Constant’s idea of Modern Liberty is so inclusive that it applies to a group of humans and aliens living in a ship together. We have Modern Liberty (again I’m assuming you live in a liberal democracy and that you aren’t reading this from Myanmar) and it’s not difficult for us moderns to imagine the same idea applied to aliens. Ancient Liberty is harder for us to intuitively understand.

From liberty to tyranny

One of the key points that Constant made is that you cannot force one type of liberty onto the other civilization. He believed that the French Revolution failed because it tried to create Ancient Liberty in a modern society. Modern societies are much bigger and more diverse than they were in the ancient world. The only way to make Ancient Liberty work in a modern society is to make everyone the same, which is a fast route to tyranny.

Stamping out Modern Liberty and replacing it with Ancient Liberty is where Constant thought the French Revolution failed. You can see this pattern of failure in revolutions that promise utopia and end in tyranny; the Bolshevik Revolution in Russia is the ur- example of this. If you try to make everyone the same, to create Ancient Liberty, you get tyranny and ultimately bloodshed.

The collective life of the people on the Downbelow Station, where everyone is human and part of the same culture (leaving aside the Hisas, a stone age civilization that is native to Downbelow) would not work imposed on the people of the Wayfarer. They’re too different from each other. They need their private freedoms to live their lives.

Keeping an eye on those in power

Constant believed that you needed both Ancient and Modern Liberty for a healthy society. You need Modern Liberty because we are all different and want to live different, individual lives. Modern Liberty protects us from tyrants, from Maximilien Robespierre to Joseph Stalin. However Constant said we also need Ancient Liberty, because we need to protect ourselves from subtle tyrants.

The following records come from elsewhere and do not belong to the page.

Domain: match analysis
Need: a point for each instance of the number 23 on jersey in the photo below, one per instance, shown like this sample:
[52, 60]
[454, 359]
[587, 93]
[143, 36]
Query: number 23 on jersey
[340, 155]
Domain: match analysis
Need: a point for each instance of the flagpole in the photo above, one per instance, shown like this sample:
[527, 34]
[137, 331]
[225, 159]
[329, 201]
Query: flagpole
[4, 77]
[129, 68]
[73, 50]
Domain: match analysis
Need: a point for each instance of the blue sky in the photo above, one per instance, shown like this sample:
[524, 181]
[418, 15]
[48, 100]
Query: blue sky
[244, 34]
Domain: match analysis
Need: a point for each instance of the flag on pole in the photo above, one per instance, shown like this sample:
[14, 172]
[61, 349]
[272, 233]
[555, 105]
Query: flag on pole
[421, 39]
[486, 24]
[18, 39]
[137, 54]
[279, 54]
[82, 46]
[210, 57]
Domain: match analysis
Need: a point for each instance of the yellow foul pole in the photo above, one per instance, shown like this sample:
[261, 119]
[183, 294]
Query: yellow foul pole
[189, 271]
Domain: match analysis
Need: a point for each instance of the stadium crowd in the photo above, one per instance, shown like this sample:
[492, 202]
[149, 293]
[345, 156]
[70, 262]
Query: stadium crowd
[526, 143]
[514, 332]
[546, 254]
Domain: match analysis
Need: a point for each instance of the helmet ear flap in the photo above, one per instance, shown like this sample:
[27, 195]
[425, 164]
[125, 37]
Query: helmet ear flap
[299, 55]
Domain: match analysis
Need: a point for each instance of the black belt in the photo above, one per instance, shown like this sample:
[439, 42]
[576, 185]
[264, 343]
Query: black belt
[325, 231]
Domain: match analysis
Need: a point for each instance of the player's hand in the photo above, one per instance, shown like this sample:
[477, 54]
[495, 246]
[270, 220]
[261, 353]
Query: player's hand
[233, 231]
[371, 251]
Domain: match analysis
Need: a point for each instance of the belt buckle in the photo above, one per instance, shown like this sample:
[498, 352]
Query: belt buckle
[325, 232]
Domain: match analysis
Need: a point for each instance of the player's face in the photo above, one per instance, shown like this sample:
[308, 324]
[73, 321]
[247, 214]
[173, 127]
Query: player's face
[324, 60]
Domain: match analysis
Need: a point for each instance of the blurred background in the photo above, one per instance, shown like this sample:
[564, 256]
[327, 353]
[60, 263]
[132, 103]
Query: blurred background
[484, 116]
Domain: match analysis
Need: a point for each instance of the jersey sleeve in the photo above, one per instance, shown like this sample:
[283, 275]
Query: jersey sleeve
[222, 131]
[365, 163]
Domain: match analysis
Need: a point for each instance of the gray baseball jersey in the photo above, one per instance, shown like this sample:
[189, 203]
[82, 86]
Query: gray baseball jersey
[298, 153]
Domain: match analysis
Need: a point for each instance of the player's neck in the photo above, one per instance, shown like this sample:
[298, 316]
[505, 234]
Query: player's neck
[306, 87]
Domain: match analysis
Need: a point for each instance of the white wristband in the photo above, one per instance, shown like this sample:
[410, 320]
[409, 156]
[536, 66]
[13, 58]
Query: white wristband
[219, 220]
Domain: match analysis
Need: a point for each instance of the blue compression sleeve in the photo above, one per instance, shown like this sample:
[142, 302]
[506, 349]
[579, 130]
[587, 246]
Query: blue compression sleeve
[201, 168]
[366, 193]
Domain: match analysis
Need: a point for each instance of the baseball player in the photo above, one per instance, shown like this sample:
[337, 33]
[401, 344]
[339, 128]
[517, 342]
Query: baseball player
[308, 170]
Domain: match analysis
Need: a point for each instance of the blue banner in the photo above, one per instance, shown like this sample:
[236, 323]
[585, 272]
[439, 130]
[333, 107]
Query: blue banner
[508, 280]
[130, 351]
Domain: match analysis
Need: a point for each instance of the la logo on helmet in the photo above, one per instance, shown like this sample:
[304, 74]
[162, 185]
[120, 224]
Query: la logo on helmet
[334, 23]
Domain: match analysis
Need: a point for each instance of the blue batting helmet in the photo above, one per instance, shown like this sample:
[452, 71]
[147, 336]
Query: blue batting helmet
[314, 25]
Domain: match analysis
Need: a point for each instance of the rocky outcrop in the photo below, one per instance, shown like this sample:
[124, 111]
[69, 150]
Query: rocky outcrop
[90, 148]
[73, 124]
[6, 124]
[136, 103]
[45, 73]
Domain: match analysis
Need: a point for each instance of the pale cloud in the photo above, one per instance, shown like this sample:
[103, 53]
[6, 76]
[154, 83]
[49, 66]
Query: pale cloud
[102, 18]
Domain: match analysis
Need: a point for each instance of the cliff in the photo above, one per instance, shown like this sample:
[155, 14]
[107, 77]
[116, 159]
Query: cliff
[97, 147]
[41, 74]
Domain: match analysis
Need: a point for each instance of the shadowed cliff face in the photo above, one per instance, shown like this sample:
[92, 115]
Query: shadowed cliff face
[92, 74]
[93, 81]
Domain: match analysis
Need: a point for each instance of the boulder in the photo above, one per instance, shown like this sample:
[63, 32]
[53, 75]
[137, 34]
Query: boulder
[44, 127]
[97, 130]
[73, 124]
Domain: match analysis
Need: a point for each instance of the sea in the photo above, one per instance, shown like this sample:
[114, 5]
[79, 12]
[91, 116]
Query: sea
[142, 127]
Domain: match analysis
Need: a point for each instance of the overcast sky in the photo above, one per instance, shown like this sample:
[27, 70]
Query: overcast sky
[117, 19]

Constant was wary of us disappearing into our private lives and losing the civic engagement of ancient societies. If we all live our separate, private lives then we cannot keep an eye on our leaders or governments, which means we won’t know that they’re subtly transforming into tyrants before it’s too late. We need Ancient Liberty with its public civic engagement to keep a check on those with power.

Critic of Leviathan

Constant was a critic of Thomas Hobbes’s ideas about the state, which he outlined in Levitahan (and I discussed here.) He thought that Ancient Liberty would prevent the Sovereign from becoming an unaccountable tyrant. On the Wayfarer the captain’s benevolent authority is never challenged, but in a larger society, we need to keep a check on those who wield the awesome power of a modern state, aka a Levithan.

These novels show that there are different ways for societies to exist in fiction or in our world, and different ideas of liberty for different societies. What we need in our world is the best of both, to safeguard our freedoms and our right to live our own individual lives.

Thank you to David Runciman for his lecture on Benjamin Constant in his podcast Talking Politics: A History of Ideas, which inspired me to write this post and which I drew heavily on for my understanding of Constant’s ideas.